I called Bro #1 and asked him if we could get together. I wanted to talk to him alone, without his wife.

Both Bro #1 and his wife are fucked in the head. The difference is my brother knows he’s fucked up and is willing to try something, whereas his wife thinks everything is fine. She would never really admit to herself that her family has serious mental and emotional issues.

Bro #1 called me back and told me it was their anniversary and they were going to try to do something. We never got together and we never talked about it.

At the time all this happened my mother was in the hospital. (She has to go to the hospital about twice a year for bronchitis or pneumonia or a combination of the two because she likes to smoke, a lot, and she's been doing it with a vengeance for 4o years.) That night when I went to visit her, I left all the information with her and she gave it to my brother the following day. She told me that my brother read and was receptive to the information. However, I doubt one single number on that list was ever dialed.

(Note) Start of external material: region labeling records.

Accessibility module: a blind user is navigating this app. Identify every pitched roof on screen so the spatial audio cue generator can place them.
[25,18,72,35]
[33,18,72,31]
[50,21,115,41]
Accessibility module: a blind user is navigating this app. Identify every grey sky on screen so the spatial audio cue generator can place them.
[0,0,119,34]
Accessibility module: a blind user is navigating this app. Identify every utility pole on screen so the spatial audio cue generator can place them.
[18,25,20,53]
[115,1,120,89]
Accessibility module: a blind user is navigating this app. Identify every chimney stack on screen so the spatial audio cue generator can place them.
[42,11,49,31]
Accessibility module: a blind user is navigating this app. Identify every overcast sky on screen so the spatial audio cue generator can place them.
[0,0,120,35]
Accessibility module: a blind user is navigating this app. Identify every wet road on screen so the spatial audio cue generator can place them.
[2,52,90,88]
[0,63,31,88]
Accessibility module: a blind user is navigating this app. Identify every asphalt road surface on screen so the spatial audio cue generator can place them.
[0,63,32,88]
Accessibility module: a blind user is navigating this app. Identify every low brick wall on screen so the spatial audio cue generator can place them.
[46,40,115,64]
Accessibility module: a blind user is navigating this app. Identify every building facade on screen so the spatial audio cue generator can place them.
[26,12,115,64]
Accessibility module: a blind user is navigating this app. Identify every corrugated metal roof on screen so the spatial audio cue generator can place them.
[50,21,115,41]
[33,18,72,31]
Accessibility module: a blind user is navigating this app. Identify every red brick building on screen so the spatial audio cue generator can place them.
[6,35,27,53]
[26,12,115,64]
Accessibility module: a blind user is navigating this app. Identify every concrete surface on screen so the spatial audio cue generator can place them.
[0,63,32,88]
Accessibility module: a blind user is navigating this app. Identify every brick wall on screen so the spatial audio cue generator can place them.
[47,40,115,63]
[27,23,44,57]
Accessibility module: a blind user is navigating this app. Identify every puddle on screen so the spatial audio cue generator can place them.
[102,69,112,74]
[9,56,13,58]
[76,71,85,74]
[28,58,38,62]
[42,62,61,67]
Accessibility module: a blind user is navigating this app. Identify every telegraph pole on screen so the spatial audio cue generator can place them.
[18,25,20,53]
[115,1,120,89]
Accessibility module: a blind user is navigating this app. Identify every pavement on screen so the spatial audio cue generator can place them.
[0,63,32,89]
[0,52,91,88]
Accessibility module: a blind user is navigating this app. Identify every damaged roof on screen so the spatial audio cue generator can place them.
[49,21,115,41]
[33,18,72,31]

After this I know my brother’s wife thought, Who the fuck is she?

Back to the present.

In the letter I said that Nephew is being neglected and he will end up hating both of his parents for not taking care of him. He is a child who is not capable of making adult decisions and needs to have good decisions made for him. He needs discipline. He needs structure. He needs counseling. The whole family needs counseling. Please get counseling. It is imperative. I know you love your son. I know you do not want him to grow up with shitty parenting like we did. I know we had lousy childhoods, but at some point you have to stop blaming the past and start changing the future. You can change your life. I love you. I am not judging you. Life is hard. Nothing is easy. I know how you feel. I have been in the depths of depression and despair. Please get help. Please call me. Let’s talk.

I hope he gets that letter before his wife does.

Like DD used to say, “We put the fun in dysfunctional.” I can’t wait until the birthday party this weekend.